Vous demander de ne citer que trois priorités à l’échelle de la planète semble dérisoire, alors disons plutôt quelles sont les trois Urgences qui s’imposent dans un futur opérationnel, sachant toutes les étapes intermédiaires à franchir pour y parvenir…
La première des priorités est évidemment de limiter au maximum les émissions de gaz à effet de serre au cours des prochaines années. Cet objectif n’est techniquement pas irréalisable : pour les CFCs, le protocole de Montréal en 1985 a réussi à limiter les émissions de CFCs, ce gaz destructeur de la couche d’ozone stratosphérique, d’une manière extrêmement efficace.
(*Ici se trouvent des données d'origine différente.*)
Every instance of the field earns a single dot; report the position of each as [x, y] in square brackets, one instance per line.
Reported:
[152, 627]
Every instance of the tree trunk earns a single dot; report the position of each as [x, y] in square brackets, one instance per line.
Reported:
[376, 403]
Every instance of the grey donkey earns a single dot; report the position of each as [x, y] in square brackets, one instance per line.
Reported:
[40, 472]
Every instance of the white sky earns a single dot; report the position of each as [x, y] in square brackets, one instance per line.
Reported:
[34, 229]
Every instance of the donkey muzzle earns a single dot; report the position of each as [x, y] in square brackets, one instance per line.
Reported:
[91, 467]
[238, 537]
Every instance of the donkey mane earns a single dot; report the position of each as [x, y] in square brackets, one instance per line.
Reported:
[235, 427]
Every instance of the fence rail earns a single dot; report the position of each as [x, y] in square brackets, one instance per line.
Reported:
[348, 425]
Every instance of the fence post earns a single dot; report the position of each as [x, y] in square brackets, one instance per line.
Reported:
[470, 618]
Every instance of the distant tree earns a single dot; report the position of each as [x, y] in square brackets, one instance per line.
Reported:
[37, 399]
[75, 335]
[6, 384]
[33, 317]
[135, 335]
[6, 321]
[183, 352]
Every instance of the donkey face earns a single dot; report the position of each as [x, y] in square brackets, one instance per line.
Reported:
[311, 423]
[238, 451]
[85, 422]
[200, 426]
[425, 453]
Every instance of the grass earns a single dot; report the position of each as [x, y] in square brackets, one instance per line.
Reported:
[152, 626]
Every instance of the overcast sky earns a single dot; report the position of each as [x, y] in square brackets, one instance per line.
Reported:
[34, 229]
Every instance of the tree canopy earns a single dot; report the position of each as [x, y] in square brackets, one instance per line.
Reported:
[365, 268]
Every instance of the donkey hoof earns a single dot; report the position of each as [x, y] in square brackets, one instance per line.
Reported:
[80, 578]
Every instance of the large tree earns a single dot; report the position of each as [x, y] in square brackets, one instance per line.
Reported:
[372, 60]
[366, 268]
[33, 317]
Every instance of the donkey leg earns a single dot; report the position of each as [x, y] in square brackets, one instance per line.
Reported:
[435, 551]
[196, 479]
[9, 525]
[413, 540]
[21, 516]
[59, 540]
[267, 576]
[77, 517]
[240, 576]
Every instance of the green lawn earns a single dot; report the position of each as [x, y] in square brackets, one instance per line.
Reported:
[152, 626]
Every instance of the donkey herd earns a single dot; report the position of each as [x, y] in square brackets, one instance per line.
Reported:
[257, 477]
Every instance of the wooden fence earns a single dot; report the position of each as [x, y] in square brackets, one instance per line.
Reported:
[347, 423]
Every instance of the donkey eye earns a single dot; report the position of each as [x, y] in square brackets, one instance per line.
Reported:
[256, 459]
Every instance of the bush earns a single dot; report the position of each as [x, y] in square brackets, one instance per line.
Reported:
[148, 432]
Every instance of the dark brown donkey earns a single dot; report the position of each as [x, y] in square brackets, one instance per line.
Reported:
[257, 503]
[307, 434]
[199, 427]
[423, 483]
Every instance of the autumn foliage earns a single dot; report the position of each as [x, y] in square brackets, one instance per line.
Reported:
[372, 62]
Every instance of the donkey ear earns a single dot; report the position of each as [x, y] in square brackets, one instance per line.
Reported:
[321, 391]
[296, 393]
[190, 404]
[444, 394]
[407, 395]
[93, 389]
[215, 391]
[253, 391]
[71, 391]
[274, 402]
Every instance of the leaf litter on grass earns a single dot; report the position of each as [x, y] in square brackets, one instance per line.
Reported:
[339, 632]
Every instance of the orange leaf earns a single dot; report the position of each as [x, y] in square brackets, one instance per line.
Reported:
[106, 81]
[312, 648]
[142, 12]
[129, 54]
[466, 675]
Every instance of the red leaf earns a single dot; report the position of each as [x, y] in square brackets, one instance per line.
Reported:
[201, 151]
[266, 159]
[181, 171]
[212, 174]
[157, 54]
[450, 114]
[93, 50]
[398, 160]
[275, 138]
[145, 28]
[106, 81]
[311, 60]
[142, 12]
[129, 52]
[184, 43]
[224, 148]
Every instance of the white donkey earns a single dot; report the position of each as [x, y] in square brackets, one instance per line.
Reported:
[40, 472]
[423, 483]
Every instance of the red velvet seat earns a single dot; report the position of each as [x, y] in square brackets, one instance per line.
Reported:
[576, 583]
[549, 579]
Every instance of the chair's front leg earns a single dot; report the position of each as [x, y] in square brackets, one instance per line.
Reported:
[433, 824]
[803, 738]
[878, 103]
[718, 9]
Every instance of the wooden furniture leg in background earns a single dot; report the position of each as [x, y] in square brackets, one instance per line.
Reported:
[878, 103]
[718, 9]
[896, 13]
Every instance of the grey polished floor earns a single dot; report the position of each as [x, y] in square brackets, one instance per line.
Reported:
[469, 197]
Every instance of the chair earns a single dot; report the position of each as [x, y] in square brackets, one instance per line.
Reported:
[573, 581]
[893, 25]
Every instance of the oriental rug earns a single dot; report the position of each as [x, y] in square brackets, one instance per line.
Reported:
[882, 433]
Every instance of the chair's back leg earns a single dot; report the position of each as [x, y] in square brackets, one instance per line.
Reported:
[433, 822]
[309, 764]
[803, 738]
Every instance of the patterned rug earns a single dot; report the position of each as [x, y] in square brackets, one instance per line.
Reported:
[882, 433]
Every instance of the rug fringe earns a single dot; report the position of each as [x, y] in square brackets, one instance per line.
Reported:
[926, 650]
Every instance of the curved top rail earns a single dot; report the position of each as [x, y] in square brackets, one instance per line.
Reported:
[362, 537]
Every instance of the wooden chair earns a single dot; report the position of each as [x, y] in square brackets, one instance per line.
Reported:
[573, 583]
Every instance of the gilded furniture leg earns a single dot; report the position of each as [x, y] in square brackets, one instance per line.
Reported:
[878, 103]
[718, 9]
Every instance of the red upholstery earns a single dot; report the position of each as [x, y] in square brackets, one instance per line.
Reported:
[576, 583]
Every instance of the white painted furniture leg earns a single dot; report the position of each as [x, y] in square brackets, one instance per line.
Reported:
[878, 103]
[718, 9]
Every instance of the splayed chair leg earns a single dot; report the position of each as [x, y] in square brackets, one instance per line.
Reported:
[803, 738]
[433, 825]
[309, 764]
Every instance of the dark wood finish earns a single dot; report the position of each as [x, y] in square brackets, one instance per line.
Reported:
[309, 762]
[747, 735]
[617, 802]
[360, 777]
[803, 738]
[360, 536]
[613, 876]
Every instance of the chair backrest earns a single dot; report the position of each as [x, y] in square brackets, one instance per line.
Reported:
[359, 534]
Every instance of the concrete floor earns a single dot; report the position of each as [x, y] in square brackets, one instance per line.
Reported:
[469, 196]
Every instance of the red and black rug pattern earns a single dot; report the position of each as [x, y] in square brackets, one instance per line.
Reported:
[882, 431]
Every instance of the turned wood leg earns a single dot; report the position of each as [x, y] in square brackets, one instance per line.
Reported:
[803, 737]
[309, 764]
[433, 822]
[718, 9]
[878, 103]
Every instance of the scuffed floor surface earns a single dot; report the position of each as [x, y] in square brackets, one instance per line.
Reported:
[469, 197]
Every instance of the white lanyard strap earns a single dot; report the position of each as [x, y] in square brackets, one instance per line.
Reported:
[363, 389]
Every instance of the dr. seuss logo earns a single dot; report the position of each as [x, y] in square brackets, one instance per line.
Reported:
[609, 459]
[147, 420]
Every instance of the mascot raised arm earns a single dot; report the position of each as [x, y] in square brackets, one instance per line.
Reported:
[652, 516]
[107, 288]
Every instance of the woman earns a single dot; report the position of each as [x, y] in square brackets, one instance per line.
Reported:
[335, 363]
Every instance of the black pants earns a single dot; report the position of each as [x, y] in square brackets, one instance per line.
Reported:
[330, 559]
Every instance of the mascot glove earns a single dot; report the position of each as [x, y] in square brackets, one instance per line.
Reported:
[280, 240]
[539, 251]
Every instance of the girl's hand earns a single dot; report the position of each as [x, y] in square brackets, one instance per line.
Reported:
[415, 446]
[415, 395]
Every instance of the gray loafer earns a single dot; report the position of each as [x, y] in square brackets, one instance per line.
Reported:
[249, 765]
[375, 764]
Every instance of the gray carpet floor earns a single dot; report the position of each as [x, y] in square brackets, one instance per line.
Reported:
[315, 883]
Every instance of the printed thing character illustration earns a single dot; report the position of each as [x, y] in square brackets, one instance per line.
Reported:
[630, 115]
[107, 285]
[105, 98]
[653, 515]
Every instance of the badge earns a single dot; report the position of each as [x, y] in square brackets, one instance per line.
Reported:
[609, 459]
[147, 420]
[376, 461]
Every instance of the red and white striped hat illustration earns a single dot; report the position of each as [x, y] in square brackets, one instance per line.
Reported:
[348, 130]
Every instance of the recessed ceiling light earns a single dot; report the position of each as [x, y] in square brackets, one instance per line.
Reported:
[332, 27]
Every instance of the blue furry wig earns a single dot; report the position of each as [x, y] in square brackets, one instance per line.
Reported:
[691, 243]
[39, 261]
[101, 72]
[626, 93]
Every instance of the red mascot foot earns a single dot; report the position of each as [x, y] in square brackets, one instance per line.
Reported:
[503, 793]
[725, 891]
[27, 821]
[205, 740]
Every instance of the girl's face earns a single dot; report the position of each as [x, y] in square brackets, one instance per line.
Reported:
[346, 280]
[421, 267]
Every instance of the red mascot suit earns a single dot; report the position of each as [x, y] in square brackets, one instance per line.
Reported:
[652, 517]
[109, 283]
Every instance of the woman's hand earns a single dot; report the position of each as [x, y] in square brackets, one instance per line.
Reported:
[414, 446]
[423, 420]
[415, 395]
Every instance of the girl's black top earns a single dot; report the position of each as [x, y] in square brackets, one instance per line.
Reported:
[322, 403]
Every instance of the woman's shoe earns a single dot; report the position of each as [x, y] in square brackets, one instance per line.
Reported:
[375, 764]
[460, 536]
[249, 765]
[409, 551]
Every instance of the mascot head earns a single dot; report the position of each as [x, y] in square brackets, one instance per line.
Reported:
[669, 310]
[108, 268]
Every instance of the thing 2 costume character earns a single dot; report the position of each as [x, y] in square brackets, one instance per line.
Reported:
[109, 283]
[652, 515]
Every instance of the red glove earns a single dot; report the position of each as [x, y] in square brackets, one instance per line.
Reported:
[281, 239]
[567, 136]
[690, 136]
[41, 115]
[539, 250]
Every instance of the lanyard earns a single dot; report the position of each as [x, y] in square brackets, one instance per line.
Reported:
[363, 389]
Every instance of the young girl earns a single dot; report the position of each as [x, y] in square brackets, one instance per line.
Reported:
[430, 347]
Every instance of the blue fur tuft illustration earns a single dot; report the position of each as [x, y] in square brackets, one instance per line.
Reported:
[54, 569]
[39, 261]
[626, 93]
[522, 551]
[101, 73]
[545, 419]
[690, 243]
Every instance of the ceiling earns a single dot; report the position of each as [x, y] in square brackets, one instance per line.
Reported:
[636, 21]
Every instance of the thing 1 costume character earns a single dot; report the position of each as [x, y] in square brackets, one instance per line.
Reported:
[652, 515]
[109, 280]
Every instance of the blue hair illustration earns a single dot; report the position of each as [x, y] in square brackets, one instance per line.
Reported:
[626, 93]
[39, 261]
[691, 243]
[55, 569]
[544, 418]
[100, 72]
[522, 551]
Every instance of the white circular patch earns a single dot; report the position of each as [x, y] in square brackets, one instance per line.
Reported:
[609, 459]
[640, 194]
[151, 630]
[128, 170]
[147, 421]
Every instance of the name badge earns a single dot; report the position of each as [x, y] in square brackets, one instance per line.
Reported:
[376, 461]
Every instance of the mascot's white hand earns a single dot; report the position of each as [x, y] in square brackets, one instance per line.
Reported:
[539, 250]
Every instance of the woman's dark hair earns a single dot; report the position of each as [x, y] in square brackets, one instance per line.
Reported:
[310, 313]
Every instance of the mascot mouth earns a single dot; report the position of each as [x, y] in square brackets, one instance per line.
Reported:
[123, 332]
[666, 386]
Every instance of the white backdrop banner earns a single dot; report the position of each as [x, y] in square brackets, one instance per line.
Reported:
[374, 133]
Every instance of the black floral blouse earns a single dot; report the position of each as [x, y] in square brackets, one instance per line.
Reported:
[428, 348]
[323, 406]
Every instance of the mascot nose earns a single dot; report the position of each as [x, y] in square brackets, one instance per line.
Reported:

C’est tout l’objectif de le la COP21 d’arriver à construire un nouveau schéma. La seconde priorité, à mon sens, est d’essayer de sortir du climat anxiogène lié au changement climatique, et ce volet passe par un effort continu des scientifiques pour la communication, et en particulier la vulgarisation auprès des plus jeunes. Les enfants sont sensibilisés à ces questions environnementales, et il faut poursuivre ces efforts !
La troisième priorité, c’est de mieux identifier les conséquences locales et régionales du changement climatique pour que les sociétés puissent s’y adapter. Paradoxalement, cette identification passe par des approches globales, car les meilleurs analogues du futur ne sont pas nécessairement les régions les plus voisines. Et ça passe donc par un socle de connaissance fondamentale, pas forcément focalisé sur la ville dans laquelle chacun de nous habite, sur les climats, sur les écosystèmes et sur tous les organismes vivants.